When asked “Is every process established by an organization required to have at least one quality objective?” (ref. ISO 9001, sec. 6.2.1), the official response provided in the “US TC 176 - TG22 - Interpretations” (US# 2018-04) stated: No. (6.2.1 …shall establish objectives at “relevant” processes…) It may NOT be relevant to set an objective for some processes.

A relevant question was asked of the IAQG (responsible for AS9100… which uses ISO 9001:2015 as a “base” tandard), which was: “Is it the intent of the standard that an organization can have just a top-level requirement(s) that is used to evaluate the effectiveness of the QMS and several individual processes without those processes having specific metrics? For example, OTD of product to the customer of 98% is the top-level metric and the metric used to evaluate the effectiveness of the purchasing process, contract review process, and the manufacturing process with no additional metrics. So if they have met the OTD of 98%, then all processes are deemed as effective.” (relating to sec. 4.4.1c & g), the IAQG official "AS 9100:2016 Series Clarifications" responded: “No. 9100-series standards require the organization to determine if the identified processes are effective and achieving planned results (see clause 4.4.1c). Each process measure should evaluate the effectiveness of that process and be value-added. This is the measure that would be included in Process Effectiveness Assessment Report (PEAR) as the key performance indicator for that process.

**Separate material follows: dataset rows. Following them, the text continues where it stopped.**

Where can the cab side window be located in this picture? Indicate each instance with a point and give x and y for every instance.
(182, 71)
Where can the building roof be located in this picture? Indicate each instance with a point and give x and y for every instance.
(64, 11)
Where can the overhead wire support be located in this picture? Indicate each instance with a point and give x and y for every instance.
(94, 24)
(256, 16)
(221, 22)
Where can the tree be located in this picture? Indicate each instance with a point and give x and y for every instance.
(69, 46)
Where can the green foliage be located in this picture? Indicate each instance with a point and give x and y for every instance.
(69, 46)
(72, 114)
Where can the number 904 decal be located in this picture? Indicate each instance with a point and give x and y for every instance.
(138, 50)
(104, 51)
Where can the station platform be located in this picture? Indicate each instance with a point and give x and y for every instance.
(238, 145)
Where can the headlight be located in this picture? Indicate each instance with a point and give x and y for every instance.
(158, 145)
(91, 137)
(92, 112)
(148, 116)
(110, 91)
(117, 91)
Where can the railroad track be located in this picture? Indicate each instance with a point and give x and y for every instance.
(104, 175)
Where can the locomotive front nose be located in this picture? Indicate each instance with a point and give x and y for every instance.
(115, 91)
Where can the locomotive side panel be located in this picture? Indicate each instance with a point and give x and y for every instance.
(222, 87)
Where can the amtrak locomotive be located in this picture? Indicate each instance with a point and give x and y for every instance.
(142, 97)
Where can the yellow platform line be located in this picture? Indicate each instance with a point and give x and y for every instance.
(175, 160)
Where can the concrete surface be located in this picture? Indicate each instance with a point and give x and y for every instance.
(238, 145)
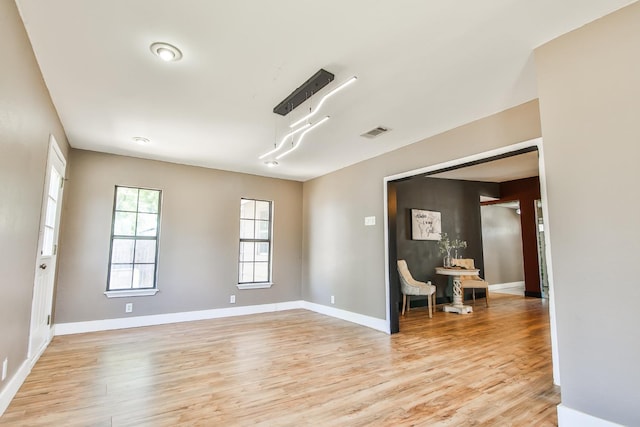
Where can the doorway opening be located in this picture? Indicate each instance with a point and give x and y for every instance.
(396, 212)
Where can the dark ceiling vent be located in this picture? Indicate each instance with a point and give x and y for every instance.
(375, 132)
(304, 92)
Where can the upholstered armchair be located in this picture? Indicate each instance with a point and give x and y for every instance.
(410, 286)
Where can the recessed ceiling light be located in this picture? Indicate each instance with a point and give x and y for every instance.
(141, 140)
(166, 52)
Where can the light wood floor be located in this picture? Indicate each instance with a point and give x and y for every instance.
(490, 368)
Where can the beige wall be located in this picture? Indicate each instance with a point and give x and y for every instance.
(501, 245)
(589, 86)
(27, 117)
(199, 232)
(344, 258)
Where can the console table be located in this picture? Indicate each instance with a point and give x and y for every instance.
(456, 272)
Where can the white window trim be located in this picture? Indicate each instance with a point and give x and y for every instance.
(256, 285)
(131, 293)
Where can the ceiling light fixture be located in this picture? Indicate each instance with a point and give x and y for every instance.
(284, 139)
(324, 98)
(166, 52)
(141, 140)
(297, 144)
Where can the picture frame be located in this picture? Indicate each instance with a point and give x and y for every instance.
(425, 225)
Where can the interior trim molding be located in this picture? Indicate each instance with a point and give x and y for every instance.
(506, 285)
(570, 417)
(15, 382)
(368, 321)
(163, 319)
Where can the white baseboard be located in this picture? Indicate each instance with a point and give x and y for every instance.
(506, 285)
(360, 319)
(14, 384)
(162, 319)
(568, 417)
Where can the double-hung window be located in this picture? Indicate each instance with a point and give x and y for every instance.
(256, 217)
(133, 260)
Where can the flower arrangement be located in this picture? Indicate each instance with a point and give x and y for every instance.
(447, 244)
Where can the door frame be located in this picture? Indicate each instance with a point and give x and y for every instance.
(54, 153)
(389, 191)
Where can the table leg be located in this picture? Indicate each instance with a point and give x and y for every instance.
(457, 306)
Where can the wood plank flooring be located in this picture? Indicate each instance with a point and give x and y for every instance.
(489, 368)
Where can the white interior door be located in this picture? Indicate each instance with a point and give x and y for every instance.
(46, 259)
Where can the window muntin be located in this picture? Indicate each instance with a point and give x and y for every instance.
(255, 241)
(134, 239)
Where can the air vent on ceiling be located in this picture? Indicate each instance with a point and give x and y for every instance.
(375, 132)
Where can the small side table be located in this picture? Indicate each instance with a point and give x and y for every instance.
(457, 306)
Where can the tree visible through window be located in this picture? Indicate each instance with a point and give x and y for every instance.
(134, 239)
(255, 241)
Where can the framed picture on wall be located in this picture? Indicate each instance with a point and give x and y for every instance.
(425, 225)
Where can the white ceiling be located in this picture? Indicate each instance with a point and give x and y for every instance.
(423, 67)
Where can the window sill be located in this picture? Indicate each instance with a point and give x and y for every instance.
(131, 293)
(263, 285)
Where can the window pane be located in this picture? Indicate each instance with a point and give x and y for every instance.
(50, 218)
(246, 251)
(262, 210)
(247, 209)
(121, 276)
(149, 201)
(54, 184)
(246, 229)
(143, 276)
(262, 229)
(47, 241)
(127, 199)
(261, 272)
(145, 251)
(124, 224)
(147, 225)
(246, 272)
(262, 251)
(122, 251)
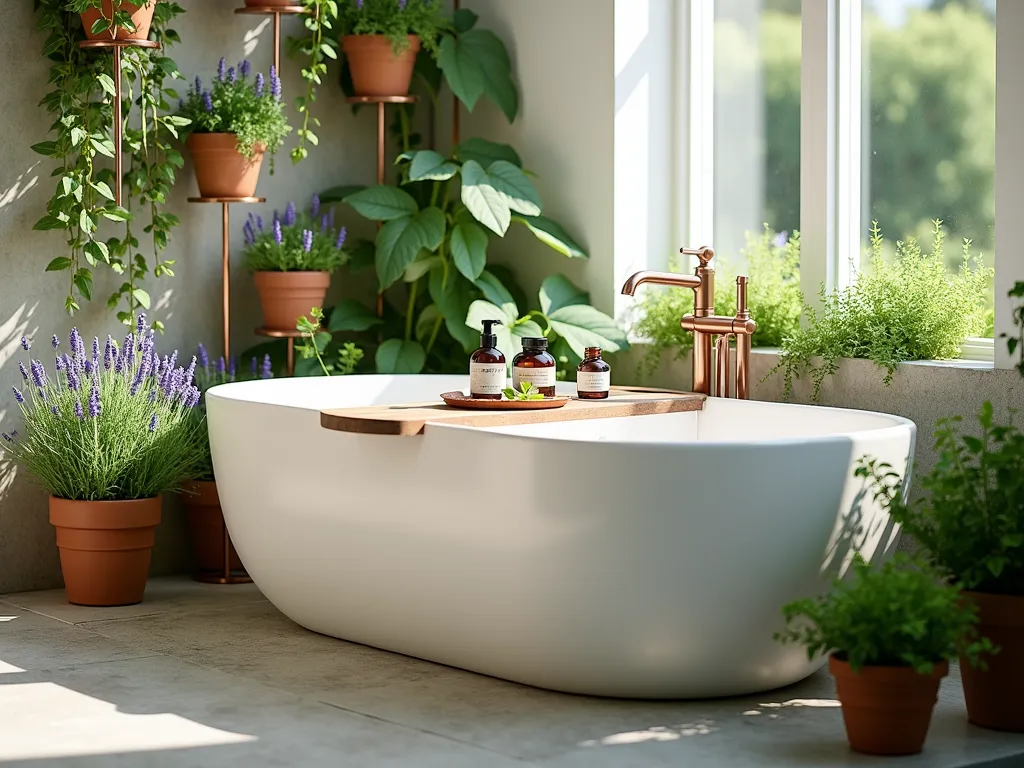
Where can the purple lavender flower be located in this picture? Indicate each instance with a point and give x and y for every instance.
(274, 83)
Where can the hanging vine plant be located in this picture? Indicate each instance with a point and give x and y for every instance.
(81, 100)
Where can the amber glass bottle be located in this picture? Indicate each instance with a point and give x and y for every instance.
(593, 376)
(535, 365)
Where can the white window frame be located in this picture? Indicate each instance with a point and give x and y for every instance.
(830, 201)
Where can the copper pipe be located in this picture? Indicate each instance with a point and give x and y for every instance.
(722, 377)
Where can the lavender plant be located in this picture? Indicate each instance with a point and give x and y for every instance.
(295, 242)
(236, 102)
(113, 423)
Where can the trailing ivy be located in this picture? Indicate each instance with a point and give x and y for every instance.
(81, 101)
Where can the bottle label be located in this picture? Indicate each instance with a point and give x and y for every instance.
(539, 377)
(486, 378)
(593, 382)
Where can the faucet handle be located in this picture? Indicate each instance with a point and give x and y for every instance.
(705, 254)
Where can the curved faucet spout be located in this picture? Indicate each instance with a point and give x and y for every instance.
(660, 279)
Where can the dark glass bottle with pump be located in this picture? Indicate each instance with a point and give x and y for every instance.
(593, 376)
(536, 366)
(487, 372)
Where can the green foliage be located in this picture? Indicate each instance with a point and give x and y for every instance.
(80, 101)
(910, 308)
(109, 427)
(251, 109)
(299, 242)
(772, 263)
(895, 615)
(971, 521)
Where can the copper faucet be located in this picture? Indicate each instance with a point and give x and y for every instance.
(706, 325)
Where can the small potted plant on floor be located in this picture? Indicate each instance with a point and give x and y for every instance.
(381, 39)
(292, 258)
(110, 432)
(206, 520)
(233, 123)
(890, 633)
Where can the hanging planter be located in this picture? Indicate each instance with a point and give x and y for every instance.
(379, 70)
(108, 22)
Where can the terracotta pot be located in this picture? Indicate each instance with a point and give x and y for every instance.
(141, 16)
(994, 696)
(377, 70)
(887, 710)
(104, 548)
(206, 526)
(288, 296)
(221, 170)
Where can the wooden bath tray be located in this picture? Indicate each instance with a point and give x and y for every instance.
(410, 419)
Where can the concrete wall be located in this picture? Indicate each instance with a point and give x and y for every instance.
(32, 301)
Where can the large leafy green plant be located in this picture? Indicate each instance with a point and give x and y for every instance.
(910, 308)
(83, 200)
(895, 615)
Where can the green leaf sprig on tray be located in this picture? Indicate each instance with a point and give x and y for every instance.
(81, 101)
(894, 615)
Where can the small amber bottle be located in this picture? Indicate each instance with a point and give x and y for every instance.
(536, 366)
(593, 376)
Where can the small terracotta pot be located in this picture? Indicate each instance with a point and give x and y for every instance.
(104, 548)
(887, 710)
(221, 170)
(994, 696)
(206, 527)
(288, 296)
(141, 16)
(377, 70)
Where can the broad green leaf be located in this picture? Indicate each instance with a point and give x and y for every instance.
(487, 205)
(582, 326)
(557, 291)
(516, 186)
(399, 242)
(399, 356)
(469, 249)
(351, 315)
(430, 165)
(486, 153)
(383, 203)
(552, 233)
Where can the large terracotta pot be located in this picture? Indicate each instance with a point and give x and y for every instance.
(887, 710)
(104, 548)
(141, 16)
(377, 70)
(206, 527)
(288, 296)
(221, 170)
(995, 696)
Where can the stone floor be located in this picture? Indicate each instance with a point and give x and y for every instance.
(214, 676)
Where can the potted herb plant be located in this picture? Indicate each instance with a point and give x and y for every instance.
(381, 39)
(232, 124)
(110, 432)
(890, 633)
(206, 520)
(292, 259)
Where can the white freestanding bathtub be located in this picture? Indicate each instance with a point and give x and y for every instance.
(644, 557)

The 9100-series standards does not mandate a certain number of process measures. Small organizations typically have fewer measures than larger organizations. These small organizations have increased visibility regarding process health due to their size. Regardless, this does not alleviate the need for determining if processes are effective and achieving planned results. The organization can have additional working level measures that may not flow up to top management or management review.
# 20
When asked “If action is taken under section 10.2.1, c) that addresses a cause, but not the “root” cause (e.g., 1 why vs. 5 whys), is a review of the effectiveness of corrective action (part d) required?”, the the official response provided in the “US TC 176 - TG22 - Interpretations” (US# 2019-01) stated: Yes. Experts agree that the intent of 10.2.1d (review the effectiveness of any corrective action taken) is to ensure that the organization manages nonconformities, and implements corrective action, appropriately.

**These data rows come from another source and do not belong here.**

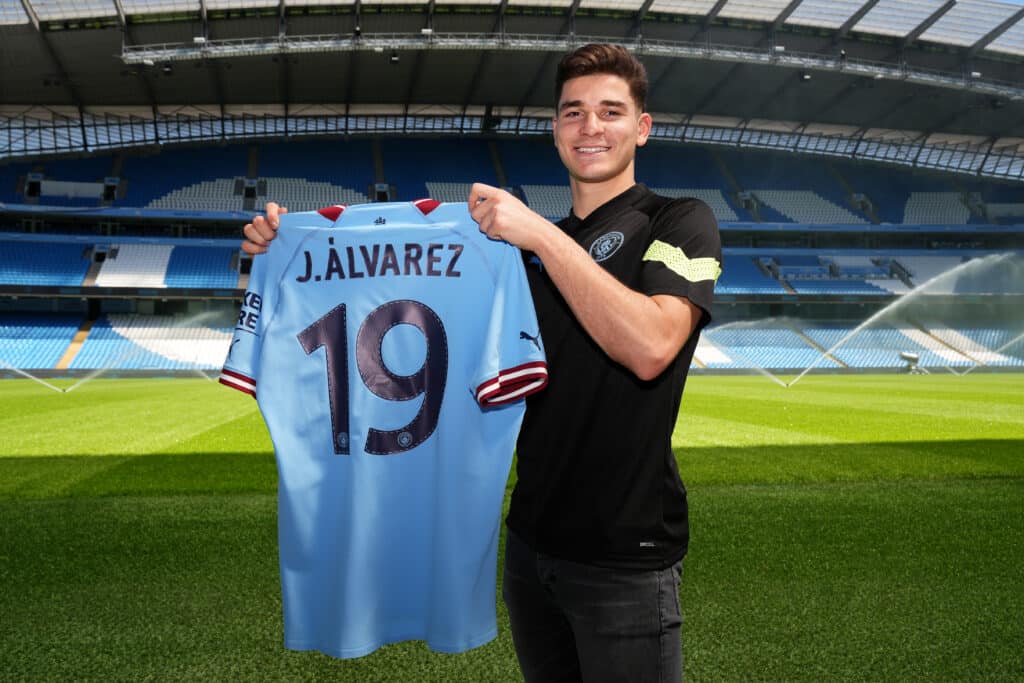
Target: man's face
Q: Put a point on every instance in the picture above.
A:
(598, 128)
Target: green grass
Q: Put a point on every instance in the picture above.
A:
(847, 528)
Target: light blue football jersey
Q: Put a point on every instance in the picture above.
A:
(388, 346)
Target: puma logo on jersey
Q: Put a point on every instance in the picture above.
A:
(534, 338)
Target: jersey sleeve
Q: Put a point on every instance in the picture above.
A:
(513, 364)
(684, 257)
(242, 365)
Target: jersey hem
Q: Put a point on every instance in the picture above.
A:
(238, 381)
(364, 650)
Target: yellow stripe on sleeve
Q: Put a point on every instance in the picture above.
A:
(693, 269)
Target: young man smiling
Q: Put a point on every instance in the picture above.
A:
(598, 523)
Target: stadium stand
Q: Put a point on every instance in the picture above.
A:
(881, 347)
(152, 342)
(151, 177)
(552, 202)
(216, 195)
(302, 195)
(936, 209)
(51, 264)
(201, 267)
(770, 346)
(803, 206)
(923, 268)
(134, 265)
(740, 274)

ISO/TS 9002:2016 states in Clause 10.2.1, “The organization should review the effectiveness of any corrective actions by confirming (through evidence) that the actions have been implemented or correction taken and as a result the nonconformities have not recurred.”


However, when asked “Is it a requirement of ISO 9001:2015, Subclause 10.2, to document the root cause analysis?”, the official response provided in the “ISO/TC 176/SC 2 Listing of Approved Interpretations against ISO 9001:2015” (RFI# 134) stated: No. This is because ISO 9001 does not address “root cause analysis”.